Si un cauchemar est un rêve alors, oui, on peut dire que mon île est une île de rêve. Elle a pourtant tous les attraits du paradis : des cocotiers s’y penchent sur le sable blanc, des eaux cristallines m’y invitent à plonger parmi les poissons et les coraux, à circuler entre leurs couleurs mouvantes, au gré de la danse lumineuse du soleil et de la surface tranquillement agitée du lagon. Une nature débordant de générosité m’y nourrit abondamment, la douceur du climat m’y préserve des canicules et du froid, un alizé caressant y anime gentiment les feuillages. Toutes les apparences d’un éden vous dis-je !

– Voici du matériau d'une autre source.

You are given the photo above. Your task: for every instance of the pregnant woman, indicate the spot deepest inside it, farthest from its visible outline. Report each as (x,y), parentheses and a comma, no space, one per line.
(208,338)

Mais voilà sur mon île si belle je ne suis pas seul, je cohabite avec un monstre. Il menace mes jours et il hante mes nuits. Je ne l’ai jamais vu mais je sais qu’il est là, je vois ses traces j’entends ses sifflements. Mon sommeil est interrompu par des craquements de branches, je le sais là tout près, il me semble sentir son haleine fétide effleurer mes narines. J’ignore où est son antre mais il connaît lui mon campement qu’il approche presque toutes les nuits. Je ne vis plus que dans une extrême anxiété, dans la peur de tomber nez à nez avec cette créature que j’imagine aussi hideuse que féroce. Ah ! Que la vie serait belle sans toi ! Et si je te voyais en face ? Si une bonne fois je t’identifiais, qui sait peut-être disparaîtrais-tu ? Mais je ne peux dominer ma peur et tu es là, qui me détruis de ta lancinante et effrayante présence.
Parfois je rêve que je ne suis plus seul avec toi. Je rêve à une belle naufragée, échouée sur la plage. Je rêve de voler à son secours. Je rêve de tout lui offrir. Je rêve qu’elle ne veuille plus repartir. Je rêve de l’aimer, de l’aimer d’un amour sans tache, loin du monde. Je rêve qu’elle et moi te chassons de notre île.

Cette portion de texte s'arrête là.